9.4 When you open an account you may create a password, or other secure login method and also provide payment card details. You must use a unique password and keep any password you create, or other secure login method, secret in order to help prevent others from accessing your account.
10. Your rights
10.1 Under certain circumstances, you have rights under data protection law in relation to the information we hold about you.
10.2 These include:
(a) The right of access. This is also known as a “data subject access request”. You have the right to receive a copy of the information we hold about you and to check that we are lawfully processing it.
(b) The right to rectification. You are entitled to have any incomplete or inaccurate information we hold about you corrected, though we may need to verify the accuracy of the new information you provide to us.

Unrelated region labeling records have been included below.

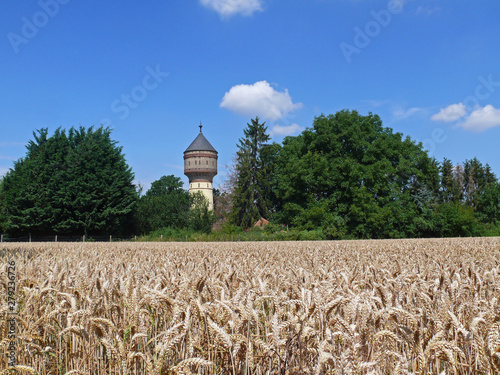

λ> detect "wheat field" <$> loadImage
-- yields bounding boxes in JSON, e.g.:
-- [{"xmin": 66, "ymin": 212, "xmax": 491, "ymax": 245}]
[{"xmin": 0, "ymin": 238, "xmax": 500, "ymax": 375}]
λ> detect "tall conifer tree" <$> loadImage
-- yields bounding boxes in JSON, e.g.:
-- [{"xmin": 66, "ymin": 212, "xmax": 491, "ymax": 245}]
[{"xmin": 231, "ymin": 117, "xmax": 271, "ymax": 228}]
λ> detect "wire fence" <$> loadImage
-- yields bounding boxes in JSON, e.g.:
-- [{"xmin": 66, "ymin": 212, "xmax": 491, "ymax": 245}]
[{"xmin": 0, "ymin": 234, "xmax": 137, "ymax": 242}]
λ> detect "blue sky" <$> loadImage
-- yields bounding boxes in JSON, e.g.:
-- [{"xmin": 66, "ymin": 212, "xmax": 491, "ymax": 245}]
[{"xmin": 0, "ymin": 0, "xmax": 500, "ymax": 188}]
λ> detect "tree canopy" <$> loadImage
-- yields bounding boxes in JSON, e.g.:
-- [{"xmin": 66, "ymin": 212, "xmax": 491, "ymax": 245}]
[
  {"xmin": 276, "ymin": 110, "xmax": 438, "ymax": 238},
  {"xmin": 135, "ymin": 175, "xmax": 214, "ymax": 234},
  {"xmin": 1, "ymin": 127, "xmax": 137, "ymax": 236},
  {"xmin": 230, "ymin": 117, "xmax": 280, "ymax": 228}
]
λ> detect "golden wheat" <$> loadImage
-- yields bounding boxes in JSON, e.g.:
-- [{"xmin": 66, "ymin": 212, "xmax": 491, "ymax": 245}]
[{"xmin": 0, "ymin": 238, "xmax": 500, "ymax": 375}]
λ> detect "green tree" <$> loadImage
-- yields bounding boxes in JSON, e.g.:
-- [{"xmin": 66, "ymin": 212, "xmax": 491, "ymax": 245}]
[
  {"xmin": 189, "ymin": 192, "xmax": 215, "ymax": 233},
  {"xmin": 230, "ymin": 117, "xmax": 278, "ymax": 228},
  {"xmin": 275, "ymin": 110, "xmax": 439, "ymax": 238},
  {"xmin": 136, "ymin": 175, "xmax": 191, "ymax": 234},
  {"xmin": 439, "ymin": 158, "xmax": 463, "ymax": 203},
  {"xmin": 433, "ymin": 202, "xmax": 483, "ymax": 237},
  {"xmin": 3, "ymin": 127, "xmax": 137, "ymax": 235}
]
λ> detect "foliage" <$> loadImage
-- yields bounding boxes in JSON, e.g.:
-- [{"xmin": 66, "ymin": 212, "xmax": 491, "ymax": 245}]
[
  {"xmin": 231, "ymin": 117, "xmax": 277, "ymax": 228},
  {"xmin": 135, "ymin": 175, "xmax": 190, "ymax": 233},
  {"xmin": 433, "ymin": 202, "xmax": 483, "ymax": 237},
  {"xmin": 276, "ymin": 110, "xmax": 438, "ymax": 238},
  {"xmin": 2, "ymin": 127, "xmax": 137, "ymax": 236},
  {"xmin": 135, "ymin": 175, "xmax": 214, "ymax": 234}
]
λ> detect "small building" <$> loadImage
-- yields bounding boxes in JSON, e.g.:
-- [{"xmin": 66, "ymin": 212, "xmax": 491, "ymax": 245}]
[{"xmin": 184, "ymin": 124, "xmax": 218, "ymax": 210}]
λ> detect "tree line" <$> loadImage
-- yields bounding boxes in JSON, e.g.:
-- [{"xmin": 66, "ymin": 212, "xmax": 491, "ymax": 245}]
[
  {"xmin": 0, "ymin": 110, "xmax": 500, "ymax": 239},
  {"xmin": 223, "ymin": 110, "xmax": 500, "ymax": 239}
]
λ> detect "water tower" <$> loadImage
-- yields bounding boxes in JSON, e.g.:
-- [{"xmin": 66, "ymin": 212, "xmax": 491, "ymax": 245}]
[{"xmin": 184, "ymin": 124, "xmax": 218, "ymax": 210}]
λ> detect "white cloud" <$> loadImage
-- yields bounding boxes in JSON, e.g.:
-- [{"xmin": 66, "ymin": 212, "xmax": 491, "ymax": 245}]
[
  {"xmin": 387, "ymin": 0, "xmax": 408, "ymax": 13},
  {"xmin": 271, "ymin": 124, "xmax": 304, "ymax": 137},
  {"xmin": 459, "ymin": 104, "xmax": 500, "ymax": 133},
  {"xmin": 431, "ymin": 103, "xmax": 467, "ymax": 122},
  {"xmin": 393, "ymin": 107, "xmax": 422, "ymax": 120},
  {"xmin": 200, "ymin": 0, "xmax": 262, "ymax": 17},
  {"xmin": 220, "ymin": 81, "xmax": 302, "ymax": 120},
  {"xmin": 417, "ymin": 5, "xmax": 441, "ymax": 15}
]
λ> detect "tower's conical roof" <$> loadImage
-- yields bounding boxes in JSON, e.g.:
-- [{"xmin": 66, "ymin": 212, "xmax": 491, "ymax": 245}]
[{"xmin": 184, "ymin": 125, "xmax": 217, "ymax": 152}]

(c) The right to erasure. This is also known as “the right to be forgotten” which enables you to request the deletion or removal of certain of the information that we hold about you where there is no good reason for us continuing to process it. This right is not absolute and only applies in certain circumstances.
(d) The right to restrict processing. You have the right to block or suppress further use of your information in certain circumstances. When processing is restricted, we may still have a lawful reason to store your information, but we will not use it further.
(e) The right to data portability. You have the right to receive your information in a structured, commonly used and machine-readable format which you can transfer to another service provider or other third party. This right is not absolute and only applies in certain circumstances.
(f) The right to withdraw consent. Where we rely on consent to use your information, you have the right to withdraw that consent at any time. Withdrawing consent will not, however, make unlawful our use of your information before you withdraw your consent. If you withdraw your consent, we may not be able to provide certain services to you.
(g) The right to object to processing. You have the right to object to certain types of processing of your information, including processing for direct marketing purposes and profiling. You can object by changing your marketing preferences and disabling cookies as set out in our Cookie Policy and Section 6 ‘Marketing’ or by contacting us.
10.3 You have the right not to be subject to a decision based solely on automated processing of your information.
10.4 To exercise any of these rights, please contact us in writing at [email protected].
10.5 If you are unhappy with how we have handled your information you can contact your local data protection authority. In the UK, this is the Information Commissioner’s Office. We would, however, really appreciate the chance to deal with your concerns before you approach your local data protection authority and so we please ask that you contact us first.
11. Changes to our Privacy Policy
11.1 We update this privacy policy from time to time, so remember to check back in every so often, in case anything has changed and, where appropriate, we may notify you of the changes, for example by email or push notification.
11.2 This privacy policy was last updated: 01.09.2022.